D-Wave says it was already leading the world in the sophistication of its superconducting process technology, but claims to have extended that lead with a newly enhanced process technology developed with SkyWater Technology, its microchip fabrication foundry. Not only does its current process offer niobium features below 240 nanometers, but also lowers its on-chip noise level, which for a quantum computer translates to longer coherence times—the length of time before data values collapse from a quantum superposition of states into a digital one or zero state. Thus besides enabling more quantum variables to tackle larger problems, according to D-Wave's Johnson, Pegasus' lower noise also enables the solution of more complex problems that require longer coherence times to solve.

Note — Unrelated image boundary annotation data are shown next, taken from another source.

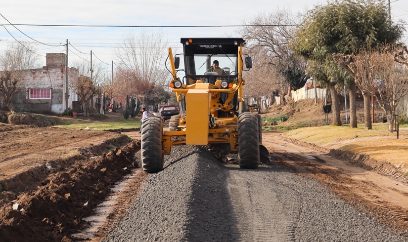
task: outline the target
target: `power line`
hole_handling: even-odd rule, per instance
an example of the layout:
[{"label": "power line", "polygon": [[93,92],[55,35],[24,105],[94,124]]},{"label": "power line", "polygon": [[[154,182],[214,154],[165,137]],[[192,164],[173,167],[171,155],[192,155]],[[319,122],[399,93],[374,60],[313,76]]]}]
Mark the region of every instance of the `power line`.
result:
[{"label": "power line", "polygon": [[273,26],[297,26],[298,24],[254,24],[235,25],[87,25],[76,24],[14,24],[14,25],[22,26],[42,27],[84,27],[103,28],[214,28],[231,27],[273,27]]},{"label": "power line", "polygon": [[100,60],[100,59],[99,59],[99,58],[98,58],[98,57],[97,57],[97,56],[96,56],[96,55],[95,55],[95,53],[93,53],[93,56],[95,56],[95,57],[96,57],[96,59],[97,59],[98,60],[99,60],[99,61],[100,61],[100,62],[102,62],[102,63],[103,63],[103,64],[106,64],[106,65],[111,65],[111,64],[108,64],[108,63],[106,63],[104,62],[103,61],[102,61]]},{"label": "power line", "polygon": [[[15,29],[16,29],[17,30],[18,30],[18,31],[20,31],[20,32],[21,34],[22,34],[24,35],[25,35],[25,36],[26,36],[26,37],[28,37],[29,38],[31,39],[31,40],[34,40],[34,41],[36,41],[36,42],[38,42],[39,43],[41,43],[41,44],[44,44],[44,45],[48,45],[48,46],[50,46],[57,47],[57,46],[63,46],[63,45],[64,45],[63,44],[63,45],[50,45],[50,44],[46,44],[46,43],[43,43],[43,42],[40,42],[40,41],[38,41],[38,40],[34,40],[34,39],[33,39],[33,38],[32,38],[31,37],[30,37],[30,36],[28,36],[28,35],[26,35],[25,34],[24,34],[24,33],[23,33],[23,32],[22,32],[22,31],[21,31],[21,30],[20,30],[19,29],[18,29],[18,28],[17,28],[16,27],[15,27],[15,25],[13,25],[13,24],[12,24],[11,22],[9,21],[8,21],[8,20],[6,18],[5,18],[5,17],[4,16],[3,16],[3,15],[2,15],[2,14],[1,14],[1,13],[0,13],[0,15],[1,15],[1,17],[2,17],[3,19],[5,19],[5,21],[6,21],[7,22],[8,22],[8,23],[9,23],[10,25],[11,25],[12,26],[13,26],[13,27],[14,27],[14,28],[15,28]],[[4,27],[4,28],[5,29],[5,27]],[[7,30],[7,29],[6,29],[6,30]],[[11,35],[11,33],[10,33],[10,32],[9,32],[8,30],[7,30],[7,32],[8,32],[8,33],[9,33],[9,34],[10,34],[10,35]],[[14,38],[14,37],[13,37],[13,38]]]},{"label": "power line", "polygon": [[39,56],[42,56],[42,57],[45,57],[45,56],[44,56],[44,55],[40,55],[40,54],[37,54],[37,53],[36,53],[36,52],[34,52],[33,51],[31,50],[31,49],[29,49],[28,48],[27,48],[27,47],[26,47],[26,46],[25,46],[25,45],[24,45],[24,44],[23,44],[23,43],[22,43],[22,42],[20,42],[19,41],[18,41],[18,40],[17,39],[16,39],[16,38],[15,38],[15,37],[13,36],[13,35],[12,35],[12,34],[11,34],[11,33],[10,33],[10,32],[8,31],[8,30],[7,30],[7,28],[6,28],[6,27],[5,27],[5,26],[4,26],[4,25],[1,25],[1,24],[0,24],[0,26],[1,26],[1,27],[2,27],[3,28],[4,28],[4,29],[5,30],[5,31],[7,31],[7,32],[8,33],[8,34],[10,34],[10,36],[11,36],[11,37],[12,37],[12,38],[13,38],[13,39],[14,39],[14,40],[16,40],[17,42],[18,42],[18,43],[19,43],[19,44],[21,44],[21,45],[23,47],[24,47],[24,48],[26,48],[26,49],[27,49],[27,50],[28,50],[29,51],[31,52],[31,53],[33,53],[33,54],[36,54],[36,55],[39,55]]}]

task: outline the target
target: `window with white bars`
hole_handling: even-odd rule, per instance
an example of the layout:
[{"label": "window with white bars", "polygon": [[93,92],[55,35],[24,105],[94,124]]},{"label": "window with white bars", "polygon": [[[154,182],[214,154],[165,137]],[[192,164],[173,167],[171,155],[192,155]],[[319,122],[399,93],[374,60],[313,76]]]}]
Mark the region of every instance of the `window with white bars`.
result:
[{"label": "window with white bars", "polygon": [[30,99],[50,99],[51,89],[49,88],[31,88]]}]

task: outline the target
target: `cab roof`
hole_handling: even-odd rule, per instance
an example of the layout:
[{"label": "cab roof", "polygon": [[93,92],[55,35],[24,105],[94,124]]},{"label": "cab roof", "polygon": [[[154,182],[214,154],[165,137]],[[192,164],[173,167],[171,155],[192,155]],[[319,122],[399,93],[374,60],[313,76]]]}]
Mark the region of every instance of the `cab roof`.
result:
[{"label": "cab roof", "polygon": [[[236,44],[235,44],[235,41]],[[224,44],[245,46],[246,43],[242,38],[181,38],[181,42],[186,44]],[[186,44],[186,43],[188,43]]]}]

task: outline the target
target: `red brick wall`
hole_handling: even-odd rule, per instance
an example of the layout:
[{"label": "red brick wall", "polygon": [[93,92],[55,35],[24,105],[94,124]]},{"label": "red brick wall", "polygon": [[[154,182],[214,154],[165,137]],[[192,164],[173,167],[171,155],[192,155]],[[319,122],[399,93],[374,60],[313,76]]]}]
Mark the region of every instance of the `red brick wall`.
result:
[{"label": "red brick wall", "polygon": [[46,54],[46,65],[47,67],[60,67],[65,66],[65,54],[48,53]]}]

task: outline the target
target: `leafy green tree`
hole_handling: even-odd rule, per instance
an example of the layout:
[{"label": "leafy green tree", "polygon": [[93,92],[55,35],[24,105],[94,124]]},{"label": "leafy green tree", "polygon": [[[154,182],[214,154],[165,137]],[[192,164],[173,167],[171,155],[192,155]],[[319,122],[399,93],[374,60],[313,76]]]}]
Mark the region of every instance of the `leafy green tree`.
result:
[{"label": "leafy green tree", "polygon": [[[384,43],[395,43],[403,31],[402,25],[390,20],[384,2],[374,0],[335,0],[324,5],[317,6],[309,11],[303,24],[296,31],[290,45],[295,54],[330,69],[335,67],[333,54],[351,54],[358,53],[362,48],[374,48]],[[354,83],[342,78],[347,75],[345,73],[333,70],[327,73],[330,82],[348,85],[350,126],[357,127]],[[362,91],[364,100],[369,99],[369,92]],[[334,96],[332,93],[332,97]],[[333,110],[333,115],[337,115],[334,112]],[[364,115],[369,117],[370,114],[370,109],[364,105]],[[341,125],[335,120],[333,119],[333,124]],[[365,125],[371,128],[369,119],[365,119]]]}]

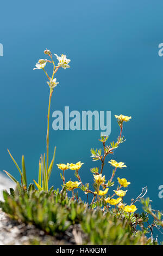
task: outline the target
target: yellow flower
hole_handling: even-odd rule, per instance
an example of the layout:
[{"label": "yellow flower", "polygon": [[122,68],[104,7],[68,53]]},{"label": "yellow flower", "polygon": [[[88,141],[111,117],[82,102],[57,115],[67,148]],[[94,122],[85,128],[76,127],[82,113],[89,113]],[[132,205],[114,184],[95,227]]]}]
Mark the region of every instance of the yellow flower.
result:
[{"label": "yellow flower", "polygon": [[120,197],[121,198],[122,198],[123,197],[124,197],[124,195],[126,195],[127,190],[126,190],[126,191],[123,191],[123,190],[114,190],[113,191],[115,192],[115,193],[118,197]]},{"label": "yellow flower", "polygon": [[122,204],[122,203],[120,202],[118,205],[117,205],[117,206],[118,208],[120,208],[121,209],[123,209],[124,205]]},{"label": "yellow flower", "polygon": [[77,188],[77,187],[81,184],[81,182],[78,182],[78,181],[69,181],[68,182],[66,183],[66,186],[67,188],[69,190],[72,190],[74,188]]},{"label": "yellow flower", "polygon": [[67,164],[57,164],[58,168],[60,169],[60,170],[62,170],[62,171],[65,171],[65,170],[67,170],[68,169],[69,169],[69,165],[70,164],[68,164],[68,163],[67,163]]},{"label": "yellow flower", "polygon": [[124,211],[127,212],[134,212],[137,209],[137,208],[136,208],[135,205],[134,205],[130,206],[127,205],[123,208]]},{"label": "yellow flower", "polygon": [[131,116],[123,116],[122,115],[120,116],[115,115],[115,117],[121,122],[128,122],[131,118]]},{"label": "yellow flower", "polygon": [[[108,193],[108,190],[109,190],[108,188],[106,188],[106,189],[104,190],[99,190],[99,192],[98,192],[99,195],[105,195]],[[97,192],[96,192],[96,191],[95,193],[95,194],[97,194]]]},{"label": "yellow flower", "polygon": [[122,187],[128,187],[129,184],[131,184],[130,182],[128,182],[126,178],[118,178],[118,181],[120,185],[122,186]]},{"label": "yellow flower", "polygon": [[120,162],[120,163],[117,163],[115,160],[110,160],[109,161],[108,163],[111,164],[113,166],[116,167],[116,168],[123,168],[123,167],[127,167],[127,166],[124,164],[124,163],[122,163],[122,162]]},{"label": "yellow flower", "polygon": [[74,170],[74,171],[78,171],[80,168],[81,168],[83,164],[84,164],[84,163],[81,163],[80,161],[78,162],[76,164],[70,164],[70,169],[71,170]]},{"label": "yellow flower", "polygon": [[111,205],[116,205],[119,204],[120,202],[122,200],[121,198],[118,198],[117,199],[114,199],[114,198],[110,199],[109,198],[105,199],[106,203],[110,204]]},{"label": "yellow flower", "polygon": [[101,184],[102,184],[105,182],[105,175],[104,175],[103,177],[102,176],[102,174],[100,174],[98,175],[95,175],[93,174],[93,176],[95,178],[95,181],[97,184],[98,184],[100,185]]}]

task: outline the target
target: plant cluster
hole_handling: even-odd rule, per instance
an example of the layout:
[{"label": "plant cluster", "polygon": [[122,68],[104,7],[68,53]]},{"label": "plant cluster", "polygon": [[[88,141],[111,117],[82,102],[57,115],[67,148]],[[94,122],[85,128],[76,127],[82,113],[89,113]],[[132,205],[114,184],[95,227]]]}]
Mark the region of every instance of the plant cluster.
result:
[{"label": "plant cluster", "polygon": [[[10,218],[24,223],[32,223],[47,233],[56,236],[63,233],[71,226],[80,224],[82,232],[86,234],[83,243],[93,245],[147,245],[155,244],[153,237],[153,229],[163,226],[161,213],[154,212],[150,205],[149,199],[142,199],[147,192],[147,187],[130,205],[125,203],[125,198],[128,190],[126,188],[130,184],[124,177],[117,178],[117,188],[110,192],[110,188],[115,184],[115,175],[118,169],[127,168],[124,163],[118,162],[114,159],[109,159],[108,163],[113,168],[110,177],[105,177],[103,171],[107,158],[112,155],[115,149],[125,141],[122,136],[124,122],[128,122],[131,117],[122,115],[115,115],[120,127],[120,135],[115,141],[108,144],[108,136],[102,136],[99,140],[102,145],[102,148],[92,148],[91,156],[93,162],[99,161],[99,166],[91,169],[93,182],[84,184],[79,174],[79,170],[84,164],[80,161],[76,163],[57,164],[61,170],[60,174],[62,180],[62,189],[54,190],[49,189],[48,182],[54,163],[55,150],[53,157],[49,164],[49,131],[51,99],[57,85],[57,78],[54,77],[60,68],[66,69],[70,68],[70,59],[62,55],[56,56],[58,63],[55,66],[51,52],[46,49],[45,54],[49,59],[40,59],[34,69],[42,69],[48,81],[49,97],[47,115],[47,129],[46,136],[46,156],[41,155],[39,164],[38,181],[34,180],[34,184],[28,187],[26,169],[24,156],[22,158],[22,168],[8,150],[9,153],[17,167],[20,176],[21,182],[4,171],[7,175],[16,183],[14,191],[10,189],[10,193],[4,192],[4,202],[1,202],[0,207]],[[52,64],[53,72],[49,76],[45,70],[47,63]],[[66,181],[65,172],[67,170],[74,171],[77,180]],[[36,188],[35,187],[36,186]],[[93,189],[90,188],[93,187]],[[77,189],[81,189],[86,195],[87,203],[84,203],[78,198]],[[67,195],[68,192],[72,192],[72,197]],[[90,200],[90,197],[91,197]],[[139,214],[135,205],[142,200],[144,210],[146,213]],[[90,203],[91,201],[91,203]],[[154,222],[148,223],[148,214],[151,215]],[[151,238],[147,239],[145,235],[151,234]]]}]

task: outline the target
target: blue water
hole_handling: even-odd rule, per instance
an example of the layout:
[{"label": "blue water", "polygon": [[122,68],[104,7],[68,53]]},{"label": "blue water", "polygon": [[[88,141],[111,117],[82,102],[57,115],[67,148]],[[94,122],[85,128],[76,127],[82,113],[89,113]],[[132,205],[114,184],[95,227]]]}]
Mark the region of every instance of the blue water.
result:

Finally, Pegasus directly confronts how classical computers and quantum computers work together as companions, rather than as competitors. According to Johnson, hybrid configurations of classical  and quantum computers will off-load to Pegasus only the parts of a problem that run better on quantum computers, while retaining a companion classical computer to run the rest of an application's algorithms. This hybrid architecture has been built into the latest revisions of Leap and its Ocean algorithm library to simplify quantum programming, as well as to demonstrate the best practices needed to perform hybrid classical-quantum computing.

"We really believe that successful customer solutions will be hybrids, so new operating software enhances hybrid configurations with lower latency and new options for scheduling problems," said Johnson. "In fact, D-Wave is the only company with real-time qubit scheduling, as well as block-of-time scheduling."

Real-time qubit scheduling allows algorithms to split up classical and quantum operations on a fine-scale, step by step, while block-of-time scheduling permits quantum and/or classical operations to be continuously executed without the overhead of switching modes.

Michael Cusumano at the Massachusetts Institute of Technology (MIT), who is familiar with programming the Chimera generation, says, "D-Wave's latest machine and programming environment sounds like real progress, and should be exciting for software developers working in the D-Wave ecosystem. Clearly, there are some significant technical advances, and the latest technology may well be closer to a general-purpose quantum computer."

D-Wave's Hybrid, for marrying an in-house classical computer to a cloud-based quantum computer, is available on GitHub, as are many of the Pegasus components. The rest of the Pegasus offerings will be rolled out by the company over the next 18 months, according to Johnson.

R. Colin Johnson is a Kyoto Prize Fellow who ​​has worked as a technology journalist ​for two decades.